For Popova and others, the earthquake's devastation was the final straw in a desolate region where survival was already a grim struggle.
''There's barely any work here,'' said Popova, whose weary visage and anxious manner make her look older than her years. ''I hope we can find someplace better.''
Adding to the misery, the Mendelevya volcano on the island of Kunashir has been showing signs of activity, frightening residents already made jittery by a long string of aftershocks. From the air, a plume of smoke was clearly visible, waving like a feather from the mountain.
''When the ground shook, we were in great fear of the volcano,'' said Kirill Kuzanyn, a scientist from Moscow visiting the island's nature reserve at the time of the quake. ''It is capable of a major eruption.''
On Saturday, four days after the quake, Russian rescue efforts appeared scattered and disorganized.
''I'm not really sure what kind of medicine we've been bringing; I really don't know how many evacuees have already left,'' said a harried Vadim Egumientsiev, 30, an army lieutenant dispatched from Sakhalin to fly supplies into Burevestnik on Iturup island. ''I don't know how many people were injured. There are no figures.''
Since the quake, nine bodies have been recovered from the rubble, including those of a pregnant woman and a 14-year-old girl. Heavy rains and strong winds hampered relief operations, but a rescue plane dropped warm clothing and food.
Northern Japan, by a quirk of undersea geography, escaped almost unscathed, although the quake's epicenter was almost equidistant from the Japanese mainland. Damage was confined to cracked roads, a few collapsed buildings and broken water mains.
The southern Kurils' links with the outside world are tenuous even in the best of times. In winter, ice floes ring the islands of Shikotan, Kunashir and Iturup. There are no passenger boats built for icy conditions operating in the region.
The only airstrip in the region is closed to civilian traffic, and there are no long piers. The region routinely suffers fuel shortages and goes without electricity for months at a time during the harsh winters. The soil is an unyielding volcanic ash, making cultivation almost impossible.
A few telephones in the regional capital of Yuzhno-Kurilsk are capable of calling the outside world, but the undersea cables are faulty. It can take hours to get a call through.
In sharp contrast to the poverty and hardship on the islands themselves, the residents are surrounded by one of the world's richest fishing beds, yielding harvests worth hundreds of millions of dollars annually.

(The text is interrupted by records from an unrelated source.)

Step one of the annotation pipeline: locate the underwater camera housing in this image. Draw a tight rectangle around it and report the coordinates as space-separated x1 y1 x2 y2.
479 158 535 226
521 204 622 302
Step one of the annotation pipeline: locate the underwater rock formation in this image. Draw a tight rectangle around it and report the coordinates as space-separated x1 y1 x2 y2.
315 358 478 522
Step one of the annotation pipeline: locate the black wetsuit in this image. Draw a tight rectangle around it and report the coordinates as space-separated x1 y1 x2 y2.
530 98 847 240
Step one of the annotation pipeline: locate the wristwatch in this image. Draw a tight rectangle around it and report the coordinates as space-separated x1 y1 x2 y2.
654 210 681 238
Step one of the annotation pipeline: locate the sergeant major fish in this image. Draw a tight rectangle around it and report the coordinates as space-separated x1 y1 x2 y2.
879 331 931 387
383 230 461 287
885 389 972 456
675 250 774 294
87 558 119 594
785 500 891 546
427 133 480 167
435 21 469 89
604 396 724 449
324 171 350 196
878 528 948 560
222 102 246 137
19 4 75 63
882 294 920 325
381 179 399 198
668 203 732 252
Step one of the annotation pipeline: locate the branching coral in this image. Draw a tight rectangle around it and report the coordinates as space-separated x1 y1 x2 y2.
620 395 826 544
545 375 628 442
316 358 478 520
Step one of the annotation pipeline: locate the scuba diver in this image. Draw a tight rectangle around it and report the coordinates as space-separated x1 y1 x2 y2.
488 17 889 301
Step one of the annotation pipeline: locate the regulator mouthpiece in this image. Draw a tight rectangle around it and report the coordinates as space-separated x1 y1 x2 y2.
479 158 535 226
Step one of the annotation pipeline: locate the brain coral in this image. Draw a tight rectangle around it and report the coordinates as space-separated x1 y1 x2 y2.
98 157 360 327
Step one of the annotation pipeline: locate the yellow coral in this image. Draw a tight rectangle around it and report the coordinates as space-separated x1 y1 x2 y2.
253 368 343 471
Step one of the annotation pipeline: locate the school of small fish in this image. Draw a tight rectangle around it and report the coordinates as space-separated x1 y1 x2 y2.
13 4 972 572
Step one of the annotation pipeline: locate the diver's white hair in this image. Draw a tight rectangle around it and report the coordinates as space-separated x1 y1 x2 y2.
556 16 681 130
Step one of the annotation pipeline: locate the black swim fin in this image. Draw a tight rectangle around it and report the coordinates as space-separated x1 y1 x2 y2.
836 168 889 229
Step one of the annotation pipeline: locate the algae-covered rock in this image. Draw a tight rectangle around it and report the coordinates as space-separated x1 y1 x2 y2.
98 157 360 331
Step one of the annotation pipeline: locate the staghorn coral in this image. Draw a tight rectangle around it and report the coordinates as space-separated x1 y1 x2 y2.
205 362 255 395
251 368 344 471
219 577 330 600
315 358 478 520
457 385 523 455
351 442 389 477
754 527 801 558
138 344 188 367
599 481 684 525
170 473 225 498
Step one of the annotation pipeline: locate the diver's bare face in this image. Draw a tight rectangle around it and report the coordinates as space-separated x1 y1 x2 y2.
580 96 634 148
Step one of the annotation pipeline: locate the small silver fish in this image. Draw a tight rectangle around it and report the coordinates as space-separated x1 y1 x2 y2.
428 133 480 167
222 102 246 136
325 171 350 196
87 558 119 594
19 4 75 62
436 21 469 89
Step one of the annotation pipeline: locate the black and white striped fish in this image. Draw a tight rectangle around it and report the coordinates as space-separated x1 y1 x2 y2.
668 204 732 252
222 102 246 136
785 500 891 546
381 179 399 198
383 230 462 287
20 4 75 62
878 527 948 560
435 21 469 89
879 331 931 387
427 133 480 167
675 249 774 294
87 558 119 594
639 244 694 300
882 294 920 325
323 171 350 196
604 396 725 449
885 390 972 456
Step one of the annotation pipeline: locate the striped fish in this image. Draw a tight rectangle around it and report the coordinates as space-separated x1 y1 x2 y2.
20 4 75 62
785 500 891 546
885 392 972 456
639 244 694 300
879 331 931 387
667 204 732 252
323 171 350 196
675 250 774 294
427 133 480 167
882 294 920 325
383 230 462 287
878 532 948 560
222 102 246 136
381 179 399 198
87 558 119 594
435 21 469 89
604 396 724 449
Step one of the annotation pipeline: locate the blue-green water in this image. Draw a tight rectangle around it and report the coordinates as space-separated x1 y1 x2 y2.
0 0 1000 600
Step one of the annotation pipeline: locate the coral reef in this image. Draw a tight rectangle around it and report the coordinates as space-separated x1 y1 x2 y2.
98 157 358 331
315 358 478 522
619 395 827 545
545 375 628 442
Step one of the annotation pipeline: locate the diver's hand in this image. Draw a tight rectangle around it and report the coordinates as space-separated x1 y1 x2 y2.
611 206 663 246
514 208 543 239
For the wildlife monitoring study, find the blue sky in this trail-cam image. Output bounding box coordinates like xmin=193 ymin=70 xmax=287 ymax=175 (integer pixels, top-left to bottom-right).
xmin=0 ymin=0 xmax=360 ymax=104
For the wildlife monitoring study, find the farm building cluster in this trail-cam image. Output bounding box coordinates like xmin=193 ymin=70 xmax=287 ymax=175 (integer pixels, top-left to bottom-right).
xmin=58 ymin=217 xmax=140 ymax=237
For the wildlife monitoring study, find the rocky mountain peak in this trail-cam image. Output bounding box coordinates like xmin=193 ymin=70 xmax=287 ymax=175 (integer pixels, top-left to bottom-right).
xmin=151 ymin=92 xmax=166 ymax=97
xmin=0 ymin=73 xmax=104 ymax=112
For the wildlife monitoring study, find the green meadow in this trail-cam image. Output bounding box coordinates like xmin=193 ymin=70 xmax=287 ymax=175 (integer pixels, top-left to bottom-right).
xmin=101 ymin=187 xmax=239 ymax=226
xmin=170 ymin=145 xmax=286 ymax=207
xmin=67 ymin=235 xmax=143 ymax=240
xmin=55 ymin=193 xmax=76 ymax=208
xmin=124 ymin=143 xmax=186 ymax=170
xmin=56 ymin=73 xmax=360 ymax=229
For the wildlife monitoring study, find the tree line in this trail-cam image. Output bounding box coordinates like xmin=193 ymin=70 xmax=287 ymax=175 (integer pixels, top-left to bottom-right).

That fishing wealth brings a greater volatility to the dispute over the islands. Russian patrol boats and Japanese fishermen have long engaged in high-seas sparring that often takes a violent turn. Only hours before the quake, a Japanese fishing boat was sunk and its three crewmen detained.
Japan and Russia have yet to sign a peace treaty ending World War II because of the dispute, and the fate of the islands is a major issue in Japan.
Right-wing nationalist groups threaten violence if Japan abandons its demand for the territories. Small towns hang billboards demanding the return of the islands on town halls. The government even sponsors a nationwide essay contest about the need to get the islands back.